Growing up in Alberta, Canada, the Sheffield Steelers’ forward always tuned in to watch the World Championships, hoping one day he might emulate the stars he saw on his TV screen.
But, given the infinite number of hockey players produced by the country of his birth, he soon realised it was always going to be tough to achieve his dream.
But, late on in a career which after stints in the AHL and ECHL took him to Austria, Germany and Denmark, Connolly landed at Belfast Giants, where his father was born and lived until emigrating to Canada aged 16. Two years later, armed with a British passport and the requisite amount of playing time in the UK, it became clear the 35-year-old could possibly realise his World Championship ambition after all.
That should have arrived two years ago in the first year that GB were competing back in ‘Pool A’ since 1994 but, just weeks away from a group encounter against his native Canada, injury forced him to withdraw from the squad.
He finally got to make his GB debut at the Olympic Pre-Qualifiers staged in Nottingham in February last year but, again, his attempts to play at the worlds three months later were foiled when they fell victim to the pandemic.
So today will, hopefully, be a case of third time lucky when Connolly takes to the ice – as he hopes to – against world No 2 Russia in Riga.
“Being Canadian it was obviously always going to be pretty hard to make the team unless I was playing in the NHL,” said Connolly. “So I never really thought that I would get to be able to do it.
“Then, having got my GB passport and having played over here for two years, I found out I was eligible to play for GB.
“It was almost like a magical moment when I realised I might actually be able to go and play against all these quality players.

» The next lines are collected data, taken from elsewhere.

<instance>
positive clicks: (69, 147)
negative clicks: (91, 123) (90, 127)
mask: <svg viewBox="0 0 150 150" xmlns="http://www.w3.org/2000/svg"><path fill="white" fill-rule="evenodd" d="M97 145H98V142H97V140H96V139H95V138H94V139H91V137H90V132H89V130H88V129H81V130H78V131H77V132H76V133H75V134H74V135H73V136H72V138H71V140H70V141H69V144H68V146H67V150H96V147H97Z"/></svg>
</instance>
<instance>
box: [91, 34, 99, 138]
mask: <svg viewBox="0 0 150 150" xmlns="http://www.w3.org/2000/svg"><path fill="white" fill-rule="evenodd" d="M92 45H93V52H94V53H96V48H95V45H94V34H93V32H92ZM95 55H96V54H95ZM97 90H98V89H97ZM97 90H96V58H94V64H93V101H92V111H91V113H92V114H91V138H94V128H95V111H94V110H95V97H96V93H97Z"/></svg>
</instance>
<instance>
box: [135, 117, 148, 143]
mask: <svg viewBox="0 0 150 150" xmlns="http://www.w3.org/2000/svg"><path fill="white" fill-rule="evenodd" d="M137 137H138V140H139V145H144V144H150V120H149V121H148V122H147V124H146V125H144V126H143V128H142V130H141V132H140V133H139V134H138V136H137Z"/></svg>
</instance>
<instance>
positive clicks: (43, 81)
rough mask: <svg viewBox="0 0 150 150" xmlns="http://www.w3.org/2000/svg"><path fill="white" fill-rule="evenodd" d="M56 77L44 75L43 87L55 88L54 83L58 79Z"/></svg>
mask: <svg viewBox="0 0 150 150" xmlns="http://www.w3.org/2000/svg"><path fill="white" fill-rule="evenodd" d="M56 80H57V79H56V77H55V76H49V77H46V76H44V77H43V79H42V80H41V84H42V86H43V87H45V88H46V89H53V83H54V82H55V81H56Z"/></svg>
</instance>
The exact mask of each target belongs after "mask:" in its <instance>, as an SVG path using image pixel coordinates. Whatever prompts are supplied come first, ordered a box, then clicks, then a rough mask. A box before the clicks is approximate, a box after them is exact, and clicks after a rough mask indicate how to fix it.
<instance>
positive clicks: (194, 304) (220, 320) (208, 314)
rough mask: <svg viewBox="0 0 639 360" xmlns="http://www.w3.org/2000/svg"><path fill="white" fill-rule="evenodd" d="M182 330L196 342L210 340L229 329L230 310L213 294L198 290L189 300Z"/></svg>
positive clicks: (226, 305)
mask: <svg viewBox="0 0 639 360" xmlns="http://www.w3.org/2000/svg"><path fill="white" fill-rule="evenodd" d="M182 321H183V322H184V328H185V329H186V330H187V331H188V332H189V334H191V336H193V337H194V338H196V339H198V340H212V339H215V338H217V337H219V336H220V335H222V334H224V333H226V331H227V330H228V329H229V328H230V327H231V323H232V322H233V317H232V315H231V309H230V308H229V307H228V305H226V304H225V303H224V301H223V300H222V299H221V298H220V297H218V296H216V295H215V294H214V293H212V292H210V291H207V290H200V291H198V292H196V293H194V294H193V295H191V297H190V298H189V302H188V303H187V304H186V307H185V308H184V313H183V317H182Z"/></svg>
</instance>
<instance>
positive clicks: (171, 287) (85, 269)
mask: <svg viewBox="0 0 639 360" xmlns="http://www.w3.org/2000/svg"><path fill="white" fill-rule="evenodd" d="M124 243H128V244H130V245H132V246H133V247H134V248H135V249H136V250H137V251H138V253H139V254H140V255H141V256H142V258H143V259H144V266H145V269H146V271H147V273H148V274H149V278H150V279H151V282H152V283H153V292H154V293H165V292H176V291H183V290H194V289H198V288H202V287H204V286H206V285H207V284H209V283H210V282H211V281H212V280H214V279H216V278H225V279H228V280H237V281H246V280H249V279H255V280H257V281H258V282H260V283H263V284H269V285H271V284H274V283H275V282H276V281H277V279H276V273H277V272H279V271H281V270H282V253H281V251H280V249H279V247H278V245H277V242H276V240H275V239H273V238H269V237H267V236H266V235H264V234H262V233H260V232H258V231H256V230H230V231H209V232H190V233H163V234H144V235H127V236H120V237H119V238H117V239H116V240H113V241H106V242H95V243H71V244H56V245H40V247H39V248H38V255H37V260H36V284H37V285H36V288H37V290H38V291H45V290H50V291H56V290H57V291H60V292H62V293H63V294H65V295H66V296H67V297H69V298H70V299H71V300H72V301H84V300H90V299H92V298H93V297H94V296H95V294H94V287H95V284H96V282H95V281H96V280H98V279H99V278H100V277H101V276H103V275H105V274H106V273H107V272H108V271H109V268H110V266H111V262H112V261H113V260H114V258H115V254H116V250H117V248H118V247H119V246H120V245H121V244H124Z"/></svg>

To be able to say that you’ve played against the best countries in the world and the best players in the world, it is an amazing thing.”
Competition for places in Pete Russell’s 28-man squad is understandably fierce, but Connolly goes into the tournament having proved one of the topo players in the recent behind-closed-doors Elite Series in Nottingham for the Steelers, with who he enjoyed a stellar campaign in 2019-20, helping them win the Challenge Cup before coronavirus struck and brought about an abrupt end to the season.
But, while the championships scheduled to take place in Switzerland in May became another sporting event lost to Covid-19, Connolly had already been bitten by the international hockey bug, even though GB ultimately lost out on home ice in Nottingham, ending their Olympic hopes.
“If you’re any type of player, you want to play against the best and see where your game stacks up and see how you do as a team too,” he added. “It is a big thing for GB to be in these tournaments and be able to play against the best players in the world, it will only make us better and the country better.
“You could see in the Olympic qualifiers in Nottingham, each country has their own nuances, how they want to play the game. You can definitely see that there’s a bit more chemistry, a lot of them have played together for quite long periods of time in these tournaments, coming through the age groups together in some case.
“The passing is crisp, their skating, the systems they employ, everything seems to be on point, making them so effective.”